Radar / Bet Saracen AR: modified ("resigned") iOS app placed bets from Michigan
Source. May 19, 2026 weekly sync.
Ticket. CIV-44: Saracen Arkansas — Radar: verify the wagering experience for static connection closer to the border.
What we tested
A resigned Bet Saracen iOS app — re-signed with a developer certificate to remove Apple's app integrity / attestation protections — installed on a device in Michigan and used to attempt real-money betting against the Bet Saracen AR (Radar) deployment.

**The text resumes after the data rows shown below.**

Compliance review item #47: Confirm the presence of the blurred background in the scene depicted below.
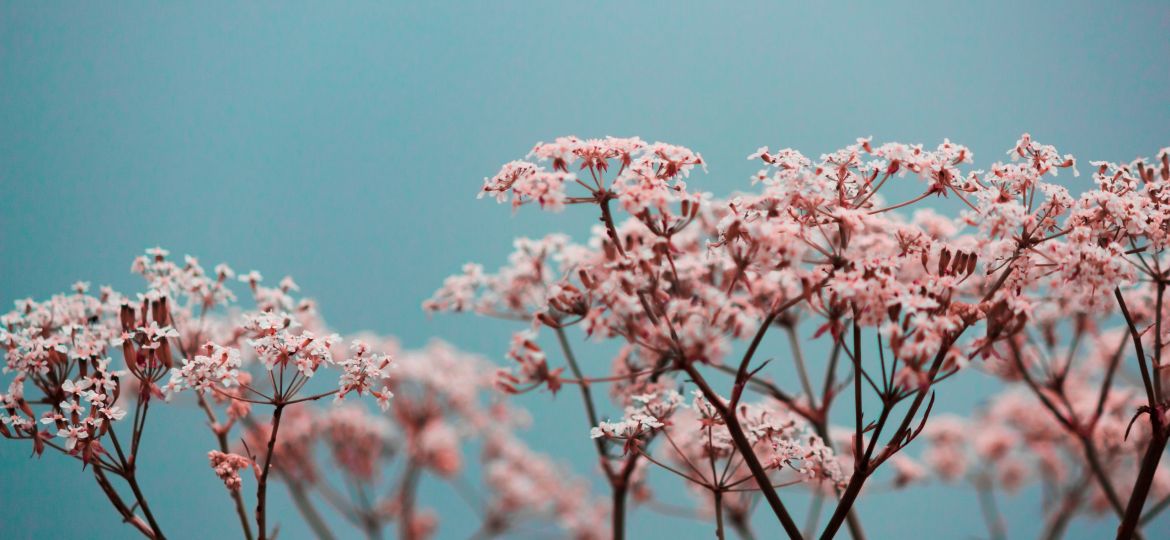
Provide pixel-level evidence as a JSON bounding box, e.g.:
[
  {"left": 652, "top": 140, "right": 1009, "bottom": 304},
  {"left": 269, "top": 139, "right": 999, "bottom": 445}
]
[{"left": 2, "top": 2, "right": 1169, "bottom": 538}]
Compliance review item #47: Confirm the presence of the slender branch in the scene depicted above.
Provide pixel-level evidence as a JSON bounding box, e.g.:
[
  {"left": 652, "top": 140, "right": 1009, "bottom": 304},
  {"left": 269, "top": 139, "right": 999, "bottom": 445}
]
[
  {"left": 256, "top": 404, "right": 286, "bottom": 540},
  {"left": 732, "top": 312, "right": 778, "bottom": 406},
  {"left": 683, "top": 363, "right": 803, "bottom": 539},
  {"left": 612, "top": 456, "right": 640, "bottom": 540},
  {"left": 822, "top": 337, "right": 949, "bottom": 539},
  {"left": 1141, "top": 491, "right": 1170, "bottom": 525},
  {"left": 553, "top": 327, "right": 610, "bottom": 469},
  {"left": 122, "top": 467, "right": 164, "bottom": 539},
  {"left": 783, "top": 323, "right": 817, "bottom": 408},
  {"left": 1118, "top": 428, "right": 1168, "bottom": 539},
  {"left": 1042, "top": 475, "right": 1090, "bottom": 540},
  {"left": 196, "top": 394, "right": 255, "bottom": 540},
  {"left": 713, "top": 489, "right": 726, "bottom": 540},
  {"left": 1155, "top": 281, "right": 1165, "bottom": 403},
  {"left": 803, "top": 492, "right": 824, "bottom": 539},
  {"left": 398, "top": 462, "right": 422, "bottom": 540},
  {"left": 93, "top": 466, "right": 156, "bottom": 539},
  {"left": 975, "top": 474, "right": 1006, "bottom": 540},
  {"left": 599, "top": 196, "right": 627, "bottom": 257},
  {"left": 1114, "top": 288, "right": 1158, "bottom": 410}
]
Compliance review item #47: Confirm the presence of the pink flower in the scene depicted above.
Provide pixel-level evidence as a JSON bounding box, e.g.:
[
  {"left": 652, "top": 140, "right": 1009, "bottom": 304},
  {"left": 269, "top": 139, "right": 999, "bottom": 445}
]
[
  {"left": 336, "top": 340, "right": 394, "bottom": 410},
  {"left": 208, "top": 450, "right": 252, "bottom": 492},
  {"left": 56, "top": 425, "right": 89, "bottom": 452}
]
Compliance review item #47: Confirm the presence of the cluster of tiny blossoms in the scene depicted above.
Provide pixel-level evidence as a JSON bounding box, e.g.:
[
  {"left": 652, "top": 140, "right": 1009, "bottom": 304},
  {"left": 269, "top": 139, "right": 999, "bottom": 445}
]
[
  {"left": 239, "top": 339, "right": 606, "bottom": 539},
  {"left": 9, "top": 131, "right": 1170, "bottom": 540},
  {"left": 0, "top": 248, "right": 404, "bottom": 539},
  {"left": 2, "top": 248, "right": 610, "bottom": 540},
  {"left": 431, "top": 134, "right": 1170, "bottom": 539},
  {"left": 209, "top": 450, "right": 254, "bottom": 493}
]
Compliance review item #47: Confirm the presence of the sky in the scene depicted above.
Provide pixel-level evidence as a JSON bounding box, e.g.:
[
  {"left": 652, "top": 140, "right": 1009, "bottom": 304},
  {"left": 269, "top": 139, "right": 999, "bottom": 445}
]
[{"left": 2, "top": 2, "right": 1169, "bottom": 538}]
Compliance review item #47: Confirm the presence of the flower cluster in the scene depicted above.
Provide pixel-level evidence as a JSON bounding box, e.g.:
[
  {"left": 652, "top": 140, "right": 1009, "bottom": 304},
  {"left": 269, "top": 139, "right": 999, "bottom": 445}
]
[
  {"left": 0, "top": 284, "right": 130, "bottom": 462},
  {"left": 239, "top": 338, "right": 604, "bottom": 539},
  {"left": 9, "top": 132, "right": 1170, "bottom": 540},
  {"left": 208, "top": 450, "right": 253, "bottom": 492},
  {"left": 337, "top": 340, "right": 394, "bottom": 411},
  {"left": 433, "top": 134, "right": 1170, "bottom": 539}
]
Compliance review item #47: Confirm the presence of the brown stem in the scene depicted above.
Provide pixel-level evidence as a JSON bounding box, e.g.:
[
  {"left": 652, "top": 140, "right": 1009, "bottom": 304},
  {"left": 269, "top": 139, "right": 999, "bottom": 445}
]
[
  {"left": 553, "top": 326, "right": 640, "bottom": 539},
  {"left": 819, "top": 402, "right": 892, "bottom": 540},
  {"left": 612, "top": 480, "right": 628, "bottom": 540},
  {"left": 683, "top": 363, "right": 803, "bottom": 539},
  {"left": 783, "top": 323, "right": 817, "bottom": 408},
  {"left": 93, "top": 466, "right": 157, "bottom": 539},
  {"left": 850, "top": 321, "right": 863, "bottom": 465},
  {"left": 713, "top": 489, "right": 726, "bottom": 540},
  {"left": 820, "top": 320, "right": 899, "bottom": 540},
  {"left": 256, "top": 404, "right": 286, "bottom": 540},
  {"left": 553, "top": 326, "right": 611, "bottom": 474},
  {"left": 122, "top": 468, "right": 165, "bottom": 540},
  {"left": 1156, "top": 281, "right": 1165, "bottom": 402},
  {"left": 813, "top": 333, "right": 867, "bottom": 540},
  {"left": 197, "top": 395, "right": 255, "bottom": 540},
  {"left": 1114, "top": 286, "right": 1168, "bottom": 539},
  {"left": 729, "top": 512, "right": 756, "bottom": 540},
  {"left": 1008, "top": 340, "right": 1134, "bottom": 527},
  {"left": 398, "top": 462, "right": 422, "bottom": 540},
  {"left": 1042, "top": 476, "right": 1089, "bottom": 540},
  {"left": 1081, "top": 439, "right": 1135, "bottom": 530},
  {"left": 116, "top": 394, "right": 165, "bottom": 539},
  {"left": 731, "top": 312, "right": 778, "bottom": 405},
  {"left": 1117, "top": 428, "right": 1168, "bottom": 539},
  {"left": 821, "top": 339, "right": 948, "bottom": 539},
  {"left": 611, "top": 455, "right": 640, "bottom": 540},
  {"left": 1114, "top": 288, "right": 1158, "bottom": 410},
  {"left": 599, "top": 196, "right": 627, "bottom": 257}
]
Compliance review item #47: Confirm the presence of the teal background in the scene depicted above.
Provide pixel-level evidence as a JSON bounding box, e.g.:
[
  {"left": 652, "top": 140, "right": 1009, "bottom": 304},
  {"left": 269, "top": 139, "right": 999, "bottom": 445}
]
[{"left": 2, "top": 2, "right": 1169, "bottom": 538}]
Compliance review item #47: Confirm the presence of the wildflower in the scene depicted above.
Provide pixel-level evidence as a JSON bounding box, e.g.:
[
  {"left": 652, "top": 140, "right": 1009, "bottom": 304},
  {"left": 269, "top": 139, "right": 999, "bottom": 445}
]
[{"left": 208, "top": 450, "right": 252, "bottom": 492}]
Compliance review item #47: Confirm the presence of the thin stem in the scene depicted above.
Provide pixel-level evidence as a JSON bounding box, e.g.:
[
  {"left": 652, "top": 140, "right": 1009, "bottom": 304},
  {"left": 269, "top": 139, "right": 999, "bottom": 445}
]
[
  {"left": 197, "top": 394, "right": 255, "bottom": 540},
  {"left": 612, "top": 468, "right": 629, "bottom": 540},
  {"left": 635, "top": 447, "right": 711, "bottom": 487},
  {"left": 1155, "top": 281, "right": 1165, "bottom": 402},
  {"left": 803, "top": 492, "right": 824, "bottom": 539},
  {"left": 256, "top": 404, "right": 285, "bottom": 540},
  {"left": 730, "top": 512, "right": 757, "bottom": 540},
  {"left": 1081, "top": 442, "right": 1133, "bottom": 527},
  {"left": 850, "top": 320, "right": 863, "bottom": 465},
  {"left": 714, "top": 490, "right": 726, "bottom": 540},
  {"left": 93, "top": 466, "right": 156, "bottom": 539},
  {"left": 822, "top": 338, "right": 949, "bottom": 539},
  {"left": 553, "top": 325, "right": 638, "bottom": 539},
  {"left": 1118, "top": 429, "right": 1168, "bottom": 539},
  {"left": 975, "top": 474, "right": 1006, "bottom": 540},
  {"left": 553, "top": 327, "right": 610, "bottom": 469},
  {"left": 683, "top": 363, "right": 803, "bottom": 539},
  {"left": 121, "top": 456, "right": 165, "bottom": 539},
  {"left": 398, "top": 462, "right": 422, "bottom": 540},
  {"left": 784, "top": 323, "right": 817, "bottom": 408},
  {"left": 599, "top": 196, "right": 627, "bottom": 257},
  {"left": 1042, "top": 475, "right": 1090, "bottom": 540},
  {"left": 611, "top": 456, "right": 641, "bottom": 540},
  {"left": 1141, "top": 491, "right": 1170, "bottom": 525},
  {"left": 1114, "top": 288, "right": 1158, "bottom": 410},
  {"left": 867, "top": 191, "right": 932, "bottom": 214}
]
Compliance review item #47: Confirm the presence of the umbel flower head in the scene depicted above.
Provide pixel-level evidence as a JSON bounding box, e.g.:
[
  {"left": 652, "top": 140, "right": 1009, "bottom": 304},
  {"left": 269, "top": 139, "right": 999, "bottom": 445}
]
[{"left": 432, "top": 134, "right": 1170, "bottom": 539}]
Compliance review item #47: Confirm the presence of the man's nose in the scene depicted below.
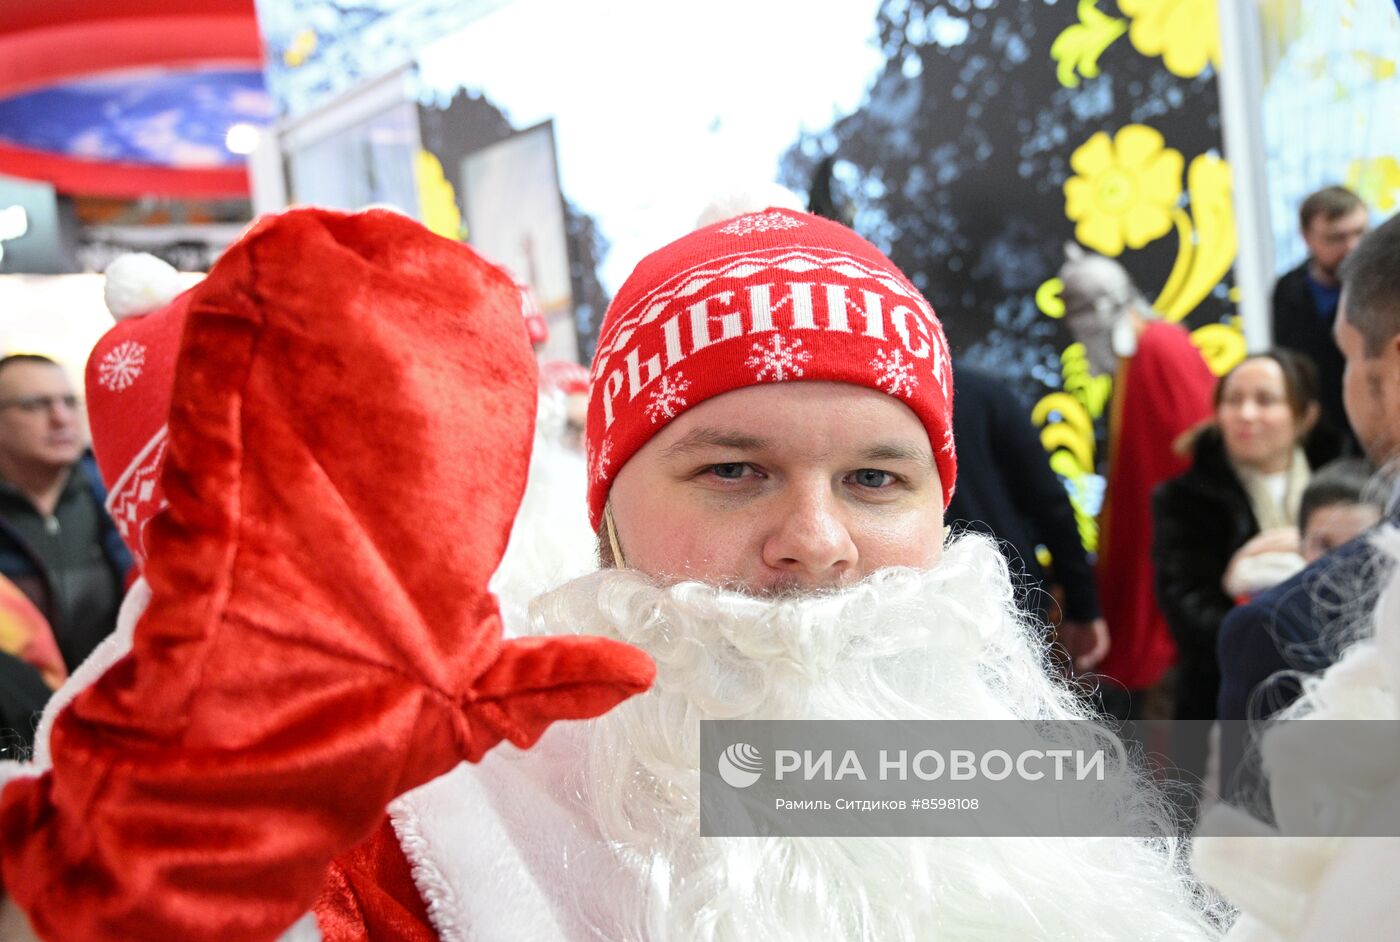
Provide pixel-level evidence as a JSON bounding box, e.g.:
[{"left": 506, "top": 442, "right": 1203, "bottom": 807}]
[{"left": 760, "top": 482, "right": 858, "bottom": 581}]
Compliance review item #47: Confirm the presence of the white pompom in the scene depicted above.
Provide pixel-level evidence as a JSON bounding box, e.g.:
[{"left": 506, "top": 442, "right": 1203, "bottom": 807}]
[
  {"left": 103, "top": 253, "right": 184, "bottom": 320},
  {"left": 695, "top": 183, "right": 806, "bottom": 228}
]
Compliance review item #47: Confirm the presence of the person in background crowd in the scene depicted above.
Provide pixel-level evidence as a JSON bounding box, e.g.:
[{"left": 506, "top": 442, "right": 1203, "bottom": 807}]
[
  {"left": 0, "top": 355, "right": 130, "bottom": 673},
  {"left": 946, "top": 361, "right": 1108, "bottom": 673},
  {"left": 1298, "top": 458, "right": 1386, "bottom": 564},
  {"left": 1272, "top": 185, "right": 1370, "bottom": 455},
  {"left": 1152, "top": 350, "right": 1332, "bottom": 815},
  {"left": 1216, "top": 457, "right": 1383, "bottom": 605},
  {"left": 1058, "top": 246, "right": 1216, "bottom": 720},
  {"left": 1217, "top": 213, "right": 1400, "bottom": 803}
]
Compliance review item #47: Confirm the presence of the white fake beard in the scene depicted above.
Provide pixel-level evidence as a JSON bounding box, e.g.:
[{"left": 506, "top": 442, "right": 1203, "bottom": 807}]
[{"left": 528, "top": 534, "right": 1222, "bottom": 942}]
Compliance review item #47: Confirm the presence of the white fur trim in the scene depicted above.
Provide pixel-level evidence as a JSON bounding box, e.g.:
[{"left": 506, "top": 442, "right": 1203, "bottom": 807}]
[
  {"left": 103, "top": 253, "right": 184, "bottom": 320},
  {"left": 391, "top": 760, "right": 571, "bottom": 942},
  {"left": 393, "top": 737, "right": 619, "bottom": 942},
  {"left": 388, "top": 785, "right": 469, "bottom": 942}
]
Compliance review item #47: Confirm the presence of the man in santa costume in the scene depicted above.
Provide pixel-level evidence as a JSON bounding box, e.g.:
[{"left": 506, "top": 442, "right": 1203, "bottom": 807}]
[
  {"left": 324, "top": 207, "right": 1223, "bottom": 940},
  {"left": 2, "top": 207, "right": 1221, "bottom": 940}
]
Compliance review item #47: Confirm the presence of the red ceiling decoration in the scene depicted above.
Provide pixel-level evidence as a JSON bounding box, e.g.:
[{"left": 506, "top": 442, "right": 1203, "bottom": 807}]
[{"left": 0, "top": 0, "right": 262, "bottom": 197}]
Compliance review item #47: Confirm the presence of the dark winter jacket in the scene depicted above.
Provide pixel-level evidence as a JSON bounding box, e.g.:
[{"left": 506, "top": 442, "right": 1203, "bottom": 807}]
[
  {"left": 1272, "top": 261, "right": 1358, "bottom": 455},
  {"left": 1152, "top": 430, "right": 1261, "bottom": 675},
  {"left": 947, "top": 365, "right": 1100, "bottom": 623},
  {"left": 0, "top": 651, "right": 51, "bottom": 755},
  {"left": 0, "top": 453, "right": 132, "bottom": 672}
]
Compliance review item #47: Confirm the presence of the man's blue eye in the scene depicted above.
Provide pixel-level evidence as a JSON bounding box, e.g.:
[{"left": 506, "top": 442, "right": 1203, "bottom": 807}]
[
  {"left": 853, "top": 469, "right": 894, "bottom": 488},
  {"left": 712, "top": 463, "right": 747, "bottom": 479}
]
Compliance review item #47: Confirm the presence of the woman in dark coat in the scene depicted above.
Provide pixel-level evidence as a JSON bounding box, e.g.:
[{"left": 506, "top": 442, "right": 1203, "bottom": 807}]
[{"left": 1152, "top": 350, "right": 1334, "bottom": 810}]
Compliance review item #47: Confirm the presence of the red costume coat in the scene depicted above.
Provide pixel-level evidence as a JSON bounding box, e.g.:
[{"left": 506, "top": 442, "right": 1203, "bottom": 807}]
[{"left": 1094, "top": 321, "right": 1215, "bottom": 691}]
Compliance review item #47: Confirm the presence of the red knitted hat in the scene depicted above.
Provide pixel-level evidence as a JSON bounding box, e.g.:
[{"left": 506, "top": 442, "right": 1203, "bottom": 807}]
[
  {"left": 585, "top": 208, "right": 955, "bottom": 530},
  {"left": 85, "top": 253, "right": 192, "bottom": 569}
]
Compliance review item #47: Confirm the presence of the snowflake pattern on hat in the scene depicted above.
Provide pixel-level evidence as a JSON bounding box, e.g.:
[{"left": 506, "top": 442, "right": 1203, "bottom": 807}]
[
  {"left": 591, "top": 437, "right": 613, "bottom": 484},
  {"left": 745, "top": 334, "right": 812, "bottom": 382},
  {"left": 98, "top": 340, "right": 147, "bottom": 392},
  {"left": 645, "top": 373, "right": 692, "bottom": 423},
  {"left": 718, "top": 212, "right": 805, "bottom": 237},
  {"left": 870, "top": 347, "right": 917, "bottom": 397}
]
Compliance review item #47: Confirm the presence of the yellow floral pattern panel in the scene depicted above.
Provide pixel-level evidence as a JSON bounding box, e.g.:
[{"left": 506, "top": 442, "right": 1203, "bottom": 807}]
[
  {"left": 1153, "top": 153, "right": 1237, "bottom": 323},
  {"left": 1032, "top": 343, "right": 1113, "bottom": 553},
  {"left": 1064, "top": 124, "right": 1184, "bottom": 257},
  {"left": 1051, "top": 0, "right": 1129, "bottom": 87},
  {"left": 1347, "top": 156, "right": 1400, "bottom": 213},
  {"left": 1190, "top": 321, "right": 1247, "bottom": 377},
  {"left": 1117, "top": 0, "right": 1220, "bottom": 78}
]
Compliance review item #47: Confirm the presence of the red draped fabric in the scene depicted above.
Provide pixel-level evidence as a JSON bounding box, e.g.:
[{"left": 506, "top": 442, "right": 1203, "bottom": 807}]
[
  {"left": 0, "top": 1, "right": 261, "bottom": 100},
  {"left": 1095, "top": 321, "right": 1216, "bottom": 691},
  {"left": 317, "top": 817, "right": 437, "bottom": 942},
  {"left": 0, "top": 0, "right": 261, "bottom": 196}
]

The same player account was also tested on the unmodified App Store build, as a control.
What happened
- Resigned app: bets placed from Michigan with no issues. No geolocation challenge, no error message, no session interruption.
- Unmodified app: correctly blocked on the same account, from the same location. The control behaved as expected.
This isolates the gap to the tampered build — Radar's checks at Bet Saracen do not detect that the iOS app has been resigned.
Why it matters
This is a direct fraud + compliance risk. With a freely-available resigning workflow, a bad actor can:
- Re-sign the Saracen iOS app once.
- Distribute or use the modified build from any state.
- Place real-money bets that bypass Radar's location enforcement.
This finding contradicts the May 11 result where resigned iOS at Bet Saracen + Fanatics was reportedly blocked — the gap may have evolved, the prior detection may have been build-specific, or the integrity check may be running inconsistently. Either way, the May 19 result is the current, verified state.
Cross-reference
- Radar / FanDuel WV: resigned iOS bypassed from Tennessee — same vector, second operator.
- Radar / Bet Saracen AR: Oxylabs proxy + Location Guard combo blocked this week — Radar handles network-level spoofing at this operator while missing application-level integrity tampering.